We triumphed in the end, I would not return the way we came, so from the mainland opposite our camp, the Irishman got across hand over hand, on a wire hawser that spanned the river. It used to serve the ferry which now lies wrecked and derelict half a mile down-stream; once across he improvised a boat, out of a big wooden box and came across to fetch me.
We were rather silent at supper; there seemed some food for thought.

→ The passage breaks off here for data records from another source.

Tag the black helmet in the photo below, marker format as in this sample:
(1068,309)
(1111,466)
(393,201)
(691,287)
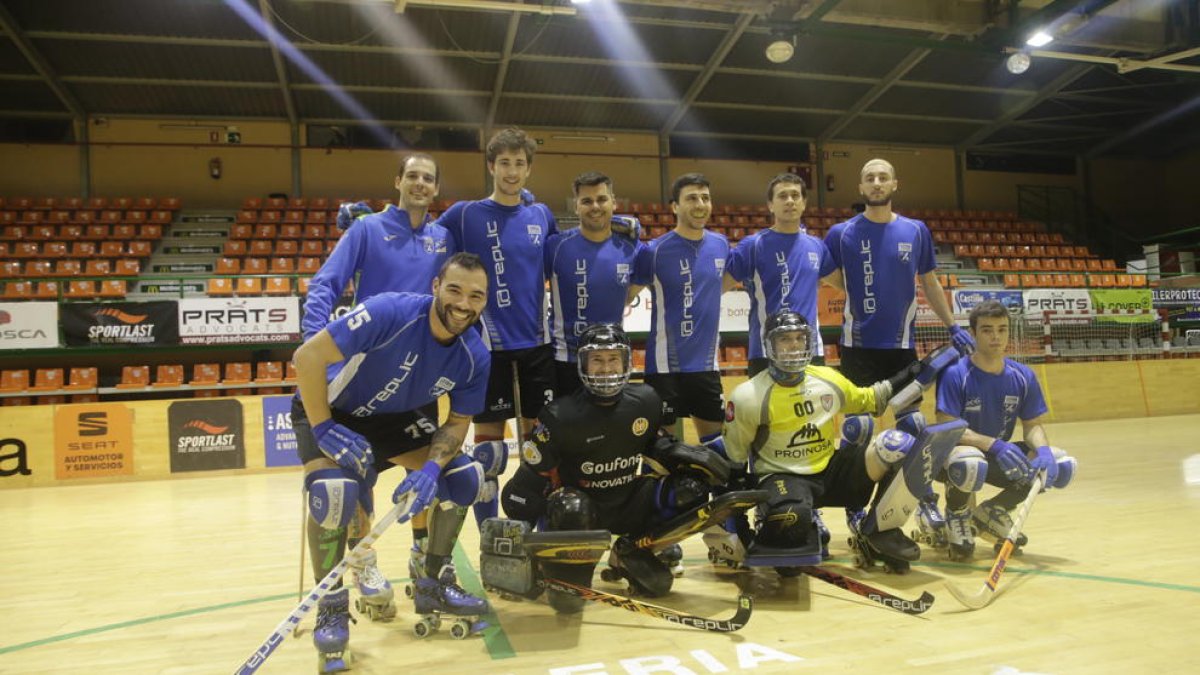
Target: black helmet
(603,336)
(787,363)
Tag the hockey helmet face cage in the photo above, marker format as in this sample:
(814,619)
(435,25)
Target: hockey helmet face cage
(787,341)
(604,359)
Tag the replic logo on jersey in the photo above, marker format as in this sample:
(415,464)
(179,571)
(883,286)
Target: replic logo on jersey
(640,425)
(442,386)
(93,423)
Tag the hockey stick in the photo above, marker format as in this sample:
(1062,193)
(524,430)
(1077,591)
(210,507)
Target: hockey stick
(323,587)
(911,608)
(981,598)
(739,619)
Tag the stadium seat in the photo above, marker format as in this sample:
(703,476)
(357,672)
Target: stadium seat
(135,377)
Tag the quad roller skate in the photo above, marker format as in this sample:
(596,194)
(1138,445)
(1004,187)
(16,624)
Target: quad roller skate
(444,598)
(889,548)
(331,635)
(376,597)
(994,523)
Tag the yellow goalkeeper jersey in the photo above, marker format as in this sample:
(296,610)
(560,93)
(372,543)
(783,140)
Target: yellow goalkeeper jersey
(791,429)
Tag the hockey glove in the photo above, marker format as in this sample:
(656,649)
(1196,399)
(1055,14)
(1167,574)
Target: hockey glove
(424,484)
(1045,461)
(1011,459)
(349,449)
(348,213)
(963,340)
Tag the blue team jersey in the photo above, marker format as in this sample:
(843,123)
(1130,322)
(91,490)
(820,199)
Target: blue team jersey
(780,272)
(684,278)
(510,240)
(990,402)
(588,284)
(880,262)
(393,363)
(387,252)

It is a beautiful but awesome thing, this river. Higher up just around the bend of the mountain it cascades for half a mile: thunderous and forceful. It approaches our island, almost like a flood, diverting into varying streams, creating islands, engulfing trees, there is not a sight of it that does not contain a waterfall and a fast current that pours over rapids. Everywhere there are waterfalls, usually six at a time from every direction. Dick says all the rivers in the world have joined us here. It is an hypnotic, wondrous, fearful thing. Sometimes I hate it, always I fear it, several times it has tried to snatch Dick from me. Always I think it wants to take Dick, and he loves it so, is always in it, fearlessly going out of his depth, by hanging on the swiftly floating logs.

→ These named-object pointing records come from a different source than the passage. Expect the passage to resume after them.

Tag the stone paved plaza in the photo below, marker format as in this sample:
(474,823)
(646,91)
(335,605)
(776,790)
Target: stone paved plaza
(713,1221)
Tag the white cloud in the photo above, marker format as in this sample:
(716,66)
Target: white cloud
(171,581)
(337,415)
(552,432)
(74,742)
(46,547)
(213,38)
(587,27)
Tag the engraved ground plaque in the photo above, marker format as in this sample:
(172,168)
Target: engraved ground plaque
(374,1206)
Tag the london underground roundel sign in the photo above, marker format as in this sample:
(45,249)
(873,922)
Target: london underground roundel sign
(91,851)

The river has the spirit of a passionate irresponsible creature that knows no laws.
It thunders and foams, roars and rages, laughs, is uncontrollable and wild one minute, the next, gentle as a little child, a thing of moods, untameable. There are people with the spirit of the river. They are genius’s or revolutionaries. Some of them are mad.... I hate, I love, I admire, I fear the river.
September, 1921. In Camp.
He left today (the Irishman I mean); I walked with him to Micos station. The train was due at 7 a.m. by starting at 9:30 a.m. he only had 3 hours to wait. (Such are the Mexican trains). It was a hot long climb, I had not been back to the village since I left it. When we got there we found that it was Sunday.
Instead of the little peaceful half asleep village I had known, it was thronged with people, the stores were doing a roaring trade. The meat-sellers had it hanging in streamers from a pole, the fruit-sellers had them on a handkerchief in the mud. Everyone from the neighboring country had come to town. The women looked at me pityingly, their men gave them dresses and shoes and shawls but I, poor thing, my man gave me only his old clothes and boots to wear.

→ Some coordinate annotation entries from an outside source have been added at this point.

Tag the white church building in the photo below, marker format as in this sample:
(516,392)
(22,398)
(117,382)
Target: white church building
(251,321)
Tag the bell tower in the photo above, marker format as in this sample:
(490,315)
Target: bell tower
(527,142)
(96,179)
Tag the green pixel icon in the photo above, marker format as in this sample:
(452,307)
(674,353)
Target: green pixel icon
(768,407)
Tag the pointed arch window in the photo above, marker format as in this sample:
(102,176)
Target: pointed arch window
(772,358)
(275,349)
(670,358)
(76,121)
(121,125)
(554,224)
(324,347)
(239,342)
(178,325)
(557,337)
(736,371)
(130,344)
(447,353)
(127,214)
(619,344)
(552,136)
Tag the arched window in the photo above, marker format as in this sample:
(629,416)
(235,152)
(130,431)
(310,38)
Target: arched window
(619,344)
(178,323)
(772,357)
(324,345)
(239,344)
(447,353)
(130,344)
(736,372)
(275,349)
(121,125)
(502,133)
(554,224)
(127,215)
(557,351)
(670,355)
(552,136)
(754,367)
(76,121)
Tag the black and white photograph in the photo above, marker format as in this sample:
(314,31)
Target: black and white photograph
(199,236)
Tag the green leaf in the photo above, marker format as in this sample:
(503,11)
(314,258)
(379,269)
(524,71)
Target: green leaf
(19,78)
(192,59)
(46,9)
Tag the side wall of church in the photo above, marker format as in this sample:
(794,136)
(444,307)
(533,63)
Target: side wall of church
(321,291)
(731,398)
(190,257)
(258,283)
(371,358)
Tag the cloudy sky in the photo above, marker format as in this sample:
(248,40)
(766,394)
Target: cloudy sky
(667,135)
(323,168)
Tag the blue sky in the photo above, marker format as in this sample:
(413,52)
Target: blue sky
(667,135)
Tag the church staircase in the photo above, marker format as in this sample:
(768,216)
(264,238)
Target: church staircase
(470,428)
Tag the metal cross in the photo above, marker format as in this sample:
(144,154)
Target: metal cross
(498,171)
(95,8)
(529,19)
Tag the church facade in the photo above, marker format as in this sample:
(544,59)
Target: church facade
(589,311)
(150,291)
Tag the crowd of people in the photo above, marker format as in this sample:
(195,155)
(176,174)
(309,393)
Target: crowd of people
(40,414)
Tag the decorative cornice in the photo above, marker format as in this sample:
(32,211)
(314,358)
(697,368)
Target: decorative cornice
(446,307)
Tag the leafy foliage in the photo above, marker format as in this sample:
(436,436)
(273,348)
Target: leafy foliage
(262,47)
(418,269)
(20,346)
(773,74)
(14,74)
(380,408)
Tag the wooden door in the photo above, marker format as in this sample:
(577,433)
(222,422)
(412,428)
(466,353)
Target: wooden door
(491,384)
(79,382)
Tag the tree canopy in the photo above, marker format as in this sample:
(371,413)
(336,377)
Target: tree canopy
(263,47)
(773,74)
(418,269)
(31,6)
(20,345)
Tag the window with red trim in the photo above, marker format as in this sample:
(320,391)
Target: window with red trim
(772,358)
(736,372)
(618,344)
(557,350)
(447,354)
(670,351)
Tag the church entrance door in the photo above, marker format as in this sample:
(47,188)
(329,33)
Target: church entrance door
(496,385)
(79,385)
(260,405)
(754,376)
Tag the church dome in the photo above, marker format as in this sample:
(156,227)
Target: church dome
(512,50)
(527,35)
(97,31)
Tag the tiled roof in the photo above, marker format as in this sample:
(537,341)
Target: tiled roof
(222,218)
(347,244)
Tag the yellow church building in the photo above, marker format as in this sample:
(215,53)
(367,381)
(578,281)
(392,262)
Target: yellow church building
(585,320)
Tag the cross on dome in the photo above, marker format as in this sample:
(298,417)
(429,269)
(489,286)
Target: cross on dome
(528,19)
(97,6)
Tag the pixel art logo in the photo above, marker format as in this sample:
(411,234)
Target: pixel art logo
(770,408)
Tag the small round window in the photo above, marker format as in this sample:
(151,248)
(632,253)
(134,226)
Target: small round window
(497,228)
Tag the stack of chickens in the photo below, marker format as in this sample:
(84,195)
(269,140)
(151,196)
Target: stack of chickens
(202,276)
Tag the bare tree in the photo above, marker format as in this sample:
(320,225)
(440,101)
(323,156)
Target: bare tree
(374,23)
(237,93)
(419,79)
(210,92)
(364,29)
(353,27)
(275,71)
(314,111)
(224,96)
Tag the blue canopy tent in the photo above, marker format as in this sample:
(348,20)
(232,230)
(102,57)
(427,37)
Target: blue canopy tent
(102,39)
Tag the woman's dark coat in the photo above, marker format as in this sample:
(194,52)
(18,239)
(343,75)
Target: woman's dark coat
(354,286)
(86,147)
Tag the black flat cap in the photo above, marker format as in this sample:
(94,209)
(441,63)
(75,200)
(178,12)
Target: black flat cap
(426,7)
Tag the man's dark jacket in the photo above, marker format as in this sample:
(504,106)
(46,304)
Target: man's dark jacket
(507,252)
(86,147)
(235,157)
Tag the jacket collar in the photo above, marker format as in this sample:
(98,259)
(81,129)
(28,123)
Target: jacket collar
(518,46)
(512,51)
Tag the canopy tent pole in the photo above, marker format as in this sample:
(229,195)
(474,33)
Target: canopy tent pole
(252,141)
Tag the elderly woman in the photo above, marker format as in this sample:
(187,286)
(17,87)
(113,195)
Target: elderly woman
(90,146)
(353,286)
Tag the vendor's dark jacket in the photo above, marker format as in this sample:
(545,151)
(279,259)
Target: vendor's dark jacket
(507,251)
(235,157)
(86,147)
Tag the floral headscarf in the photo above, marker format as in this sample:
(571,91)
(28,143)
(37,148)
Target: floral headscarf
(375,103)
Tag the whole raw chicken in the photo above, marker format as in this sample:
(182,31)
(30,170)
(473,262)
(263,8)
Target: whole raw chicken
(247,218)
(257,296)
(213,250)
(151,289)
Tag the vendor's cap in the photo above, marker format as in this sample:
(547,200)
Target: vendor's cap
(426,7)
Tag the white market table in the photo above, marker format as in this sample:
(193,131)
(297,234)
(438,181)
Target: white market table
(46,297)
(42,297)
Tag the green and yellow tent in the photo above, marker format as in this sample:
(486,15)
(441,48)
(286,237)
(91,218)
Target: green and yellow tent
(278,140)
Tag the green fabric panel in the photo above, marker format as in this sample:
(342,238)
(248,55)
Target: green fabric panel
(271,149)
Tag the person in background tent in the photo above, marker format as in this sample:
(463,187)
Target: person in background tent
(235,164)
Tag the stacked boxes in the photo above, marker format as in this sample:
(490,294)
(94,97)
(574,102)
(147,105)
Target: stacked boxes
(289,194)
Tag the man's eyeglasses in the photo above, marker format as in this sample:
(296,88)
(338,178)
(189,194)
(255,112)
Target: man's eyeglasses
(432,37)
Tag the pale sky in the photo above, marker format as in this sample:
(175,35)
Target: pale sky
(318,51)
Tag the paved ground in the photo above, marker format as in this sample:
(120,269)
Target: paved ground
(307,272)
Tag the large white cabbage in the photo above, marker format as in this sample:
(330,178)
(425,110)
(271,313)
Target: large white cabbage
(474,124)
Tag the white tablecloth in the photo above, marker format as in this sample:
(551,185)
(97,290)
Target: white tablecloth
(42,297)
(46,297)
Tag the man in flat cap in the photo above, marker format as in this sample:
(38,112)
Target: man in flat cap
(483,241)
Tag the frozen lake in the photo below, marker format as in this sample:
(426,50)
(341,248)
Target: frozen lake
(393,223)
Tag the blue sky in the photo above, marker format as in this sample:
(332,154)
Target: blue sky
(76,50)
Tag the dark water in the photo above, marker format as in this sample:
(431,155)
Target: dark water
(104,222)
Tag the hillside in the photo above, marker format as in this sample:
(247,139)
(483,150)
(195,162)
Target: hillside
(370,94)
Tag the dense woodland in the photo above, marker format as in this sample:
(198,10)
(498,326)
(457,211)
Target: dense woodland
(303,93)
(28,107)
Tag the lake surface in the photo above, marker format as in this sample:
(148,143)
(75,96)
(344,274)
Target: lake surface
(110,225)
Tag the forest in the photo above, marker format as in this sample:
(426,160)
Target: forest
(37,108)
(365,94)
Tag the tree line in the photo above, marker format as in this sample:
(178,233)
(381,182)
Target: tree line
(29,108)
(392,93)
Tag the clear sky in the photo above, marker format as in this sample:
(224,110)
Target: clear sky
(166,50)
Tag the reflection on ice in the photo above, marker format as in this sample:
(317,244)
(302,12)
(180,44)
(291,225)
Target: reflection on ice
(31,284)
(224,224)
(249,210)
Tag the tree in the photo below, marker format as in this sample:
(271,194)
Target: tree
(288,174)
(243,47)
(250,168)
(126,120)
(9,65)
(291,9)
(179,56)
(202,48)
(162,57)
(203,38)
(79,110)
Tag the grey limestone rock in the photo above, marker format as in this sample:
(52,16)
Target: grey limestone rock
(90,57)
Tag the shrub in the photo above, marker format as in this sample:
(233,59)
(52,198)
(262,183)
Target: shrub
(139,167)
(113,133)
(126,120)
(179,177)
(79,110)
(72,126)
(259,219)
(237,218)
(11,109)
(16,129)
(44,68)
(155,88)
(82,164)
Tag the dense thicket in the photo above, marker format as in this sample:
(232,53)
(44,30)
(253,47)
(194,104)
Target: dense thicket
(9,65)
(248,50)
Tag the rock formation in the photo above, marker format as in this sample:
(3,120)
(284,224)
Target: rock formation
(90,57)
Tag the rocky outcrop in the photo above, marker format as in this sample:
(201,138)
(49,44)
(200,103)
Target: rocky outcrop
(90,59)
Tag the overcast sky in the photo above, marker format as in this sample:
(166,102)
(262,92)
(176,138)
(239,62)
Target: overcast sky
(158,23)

The most successful seller was the fellow who had a lump of ice and sold colored drinks. I drank and drank, my man gave me that unstintingly! he gave me colored drinks, a penknife, twelve handkerchiefs, and a straw hat—it was not ungenerous!
While thus engaged a cadaverous unshaved grey-haired man in a blue shirt, split shoes, and one large iron spur, introduced himself. “It isn’t often one finds Americans here, let me shake your hand.” He said he was American, had lived here many years, on a ranch, and that he was a Doctor. Three finger nails were missing from the right hand. He wore spectacles but had a distant look as if he saw not what he saw. A living Rip van Winkle. “Going to Tampico? a three days trip”—he said. “Three days? you mean ten hours.” “Three days” he repeated—“on a good horse”—so!—the train was not for him.